Are there any concrete application of the Lyapunov theorem for LTI systems?

Question

Consider a LTI system $\dot x = Ax$.

This system is globally asymptotical stable iff given any $Q \succ 0$, there exists a unique $P \succ 0$ such that $A^{T}P+PA+Q=0$ holds.

https://en.wikipedia.org/wiki/Lyapunov_equation

This is a neat theorem, however, it seems that it is much fast just to call $\text{eigs}(A)$ in MATLAB and check the sign of the eigenvalues rather than finding two PD matrices. So I don't get why I need to know something like this.

Is there any concrete application arising from Lyapunov equation for LTI systems?

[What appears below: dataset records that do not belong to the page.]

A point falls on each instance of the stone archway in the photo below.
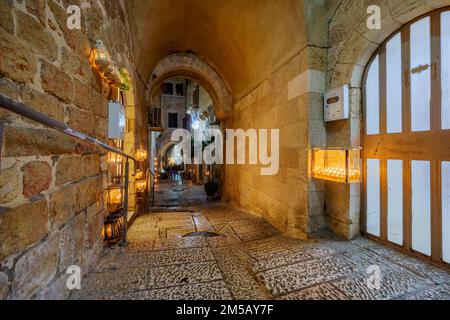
(347, 58)
(191, 66)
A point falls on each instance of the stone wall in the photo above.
(290, 100)
(351, 45)
(52, 199)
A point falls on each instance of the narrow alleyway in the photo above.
(178, 193)
(248, 259)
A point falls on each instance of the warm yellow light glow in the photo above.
(338, 165)
(141, 155)
(139, 174)
(141, 185)
(100, 56)
(115, 158)
(115, 196)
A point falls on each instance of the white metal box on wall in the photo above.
(336, 104)
(116, 121)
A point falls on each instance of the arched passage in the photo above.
(349, 57)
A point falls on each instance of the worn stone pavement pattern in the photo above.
(250, 260)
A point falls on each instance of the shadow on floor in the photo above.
(250, 260)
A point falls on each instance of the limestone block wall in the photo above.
(351, 44)
(288, 100)
(52, 199)
(291, 100)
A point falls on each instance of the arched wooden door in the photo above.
(406, 141)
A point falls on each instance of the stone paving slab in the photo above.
(216, 290)
(324, 291)
(251, 260)
(295, 277)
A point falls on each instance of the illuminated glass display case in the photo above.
(341, 165)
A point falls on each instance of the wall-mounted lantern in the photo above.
(113, 226)
(115, 158)
(141, 155)
(100, 56)
(141, 185)
(341, 165)
(115, 196)
(139, 174)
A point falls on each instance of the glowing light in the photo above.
(141, 155)
(141, 185)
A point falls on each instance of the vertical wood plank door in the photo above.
(406, 140)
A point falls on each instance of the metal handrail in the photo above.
(27, 112)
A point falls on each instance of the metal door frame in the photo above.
(431, 144)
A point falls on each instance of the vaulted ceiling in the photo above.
(245, 40)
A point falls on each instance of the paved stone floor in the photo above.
(250, 260)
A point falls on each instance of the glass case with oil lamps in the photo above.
(342, 165)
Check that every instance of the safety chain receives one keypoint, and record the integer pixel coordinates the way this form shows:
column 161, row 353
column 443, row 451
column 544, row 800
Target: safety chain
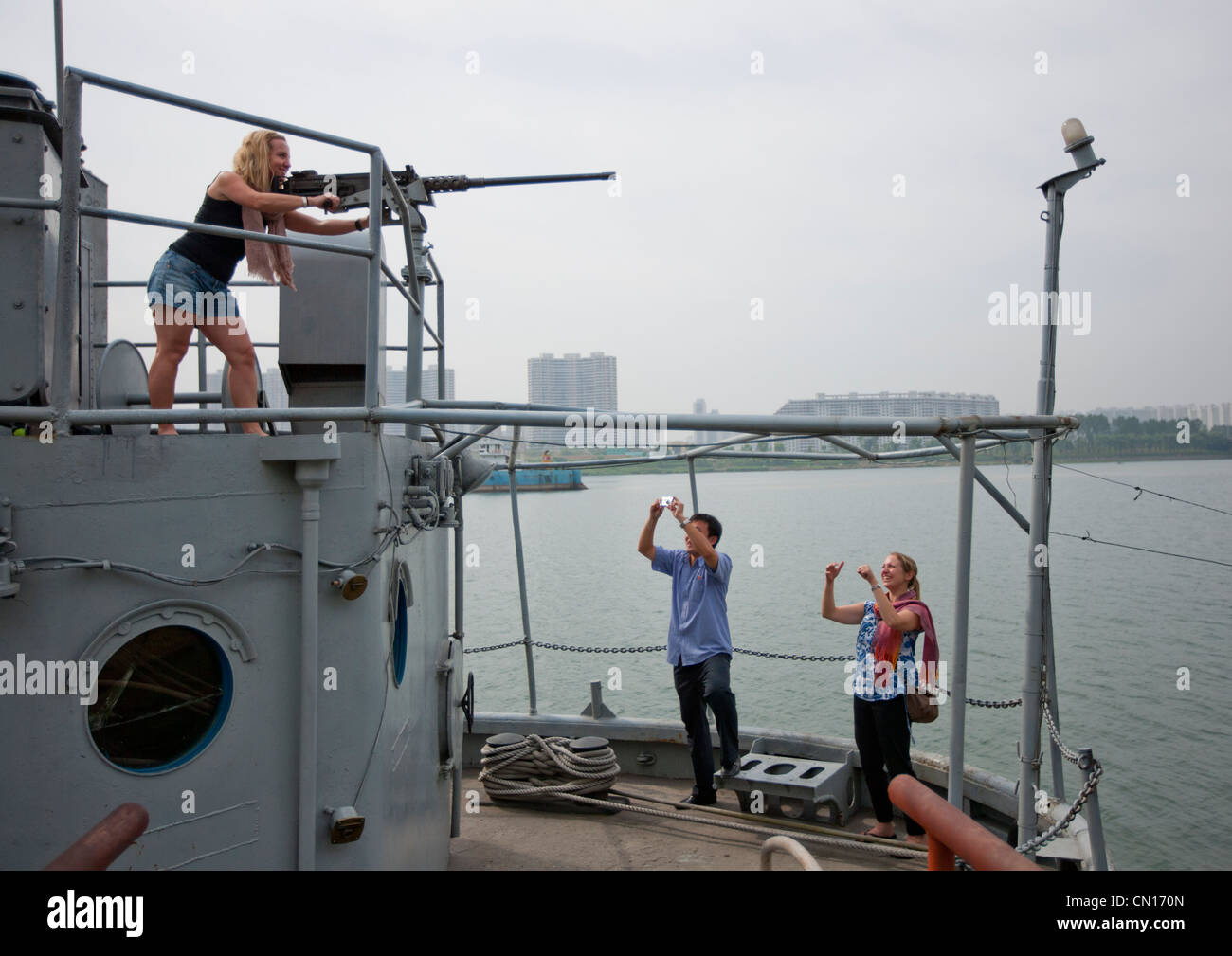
column 793, row 657
column 1051, row 833
column 1073, row 758
column 1055, row 733
column 491, row 647
column 603, row 649
column 661, row 648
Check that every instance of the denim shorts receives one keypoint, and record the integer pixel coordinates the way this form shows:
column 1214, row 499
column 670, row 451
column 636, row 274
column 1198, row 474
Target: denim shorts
column 180, row 283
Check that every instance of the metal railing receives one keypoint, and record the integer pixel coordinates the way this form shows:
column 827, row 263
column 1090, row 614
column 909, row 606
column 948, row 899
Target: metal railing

If not, where else does it show up in dynamical system theory or control theory?

Answer 1

Yes, there are many applications. For instance,

• it allows you to derive tests to establish the stability of a system for which the matrix $A$ is uncertain (robust analysis). This can be used to design controllers for uncertain linear systems (robust control).
• it allows you to design controllers that can optimize certain properties of the closed-loop system using optimization-based methods.
• it allows you to prove the stability of certain important complex control methods such as Model Predictive Control, for instance.
• it allows you to establish the stability of more complex linear systems such as time-varying, parameter-varying, hybrid, and stochastic systems.